Flexible sigmoidoscopy has several advantages over whole colon examinations. In particular, people do not need to complete a full bowel preparation before the procedure. Bowel preparation involves temporary dietary restrictions and taking laxatives to clear the bowel – some people find this difficult or inconvenient and it is also not suitable for everyone. People also do not need to be sedated for flexible sigmoidoscopy, which is generally required for colonoscopy. Some people find sedation an inconvenience because they are unable to return to work immediately, and it is also linked to a higher risk of complications.

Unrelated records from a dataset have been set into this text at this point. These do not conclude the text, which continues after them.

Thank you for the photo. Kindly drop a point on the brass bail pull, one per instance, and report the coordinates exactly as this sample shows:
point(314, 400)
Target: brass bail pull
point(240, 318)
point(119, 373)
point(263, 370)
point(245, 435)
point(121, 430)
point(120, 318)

When and where did the study take place?
Information for the SOCCER study has been collected from people who were registered as being potentially eligible for the SIGGAR study. People were recruited to the SIGGAR study from 21 NHS hospitals across England between March 2004 and December 2007 as shown below.
Who is included in the study?
Information for the SOCCER study has been collected from approximately 7,472 men and women who:
- were aged 55 years or over between March 2004 and December 2007 and
- were referred to one of the 21 participating NHS hospitals with bowel cancer symptoms at the time of the SIGGAR randomised-controlled trials and
- were registered as potentially eligible for the SIGGAR randomised-controlled trials.
The study group includes:
- 5,384 people who were randomised and consented during SIGGAR study (including consent for future research) and
- 2,088 people who had symptoms suggestive of bowel cancer but were not randomised to the study as a result of clinician preference. These patients were never approached about the SIGGAR study.
What type of information does the CSPRG hold for the purposes of the SOCCER study?
The CSPRG only holds personal information (such as name, full date of birth, NHS number) for the SOCCER patients if they were randomised on the SIGGAR study and the patient did not subsequently withdraw their consent. We do not hold any identifiable data for the remaining patients in the SOCCER cohort.
Additionally, all the data held on the SOCCER database is de-identified and we hold:
- clinical data including data on bowel symptoms, examinations;
- cancer and mortality data from NHS Digital
We completed data collection in November 2015. The patient data page provides further details on what information we hold for the purposes of our research, and how we use and protect this information.
What approvals has this study received?
This study was reviewed and approved by an independent ethics committee and other organisations with responsibilities for NHS patients and research in the NHS as follows:
- Northern and Yorkshire Multicentre Research Ethics Committee.
- Section 251 approval from Patient Information Advisory Group (PIAG), the National Information Governance Board (NIGB), predecessors of the Confidentiality Advisory Group (CAG) and CAG itself.
- Research and Development approval from the NHS Trusts managing all hospitals involved in the study.
How long will we retain the data?
Data collection for this study ended in November 2015. It is a requirement of Imperial College London, the organisation responsible for this study, that we hold data from all clinical trials for 10 years after the study end date. We therefore plan to hold the data for this study until November 2025.
What are the results of the study and what impact have they had?
The SOCCER study has been completed and we are in the process of publishing our results.
Our findings will be used to inform the guidelines – both in the UK and internationally – that advise doctors on the best test(s) for their patients. We hope that our findings will help ensure that patients receive the test(s) that most benefits them, and also generate efficiency savings for health services.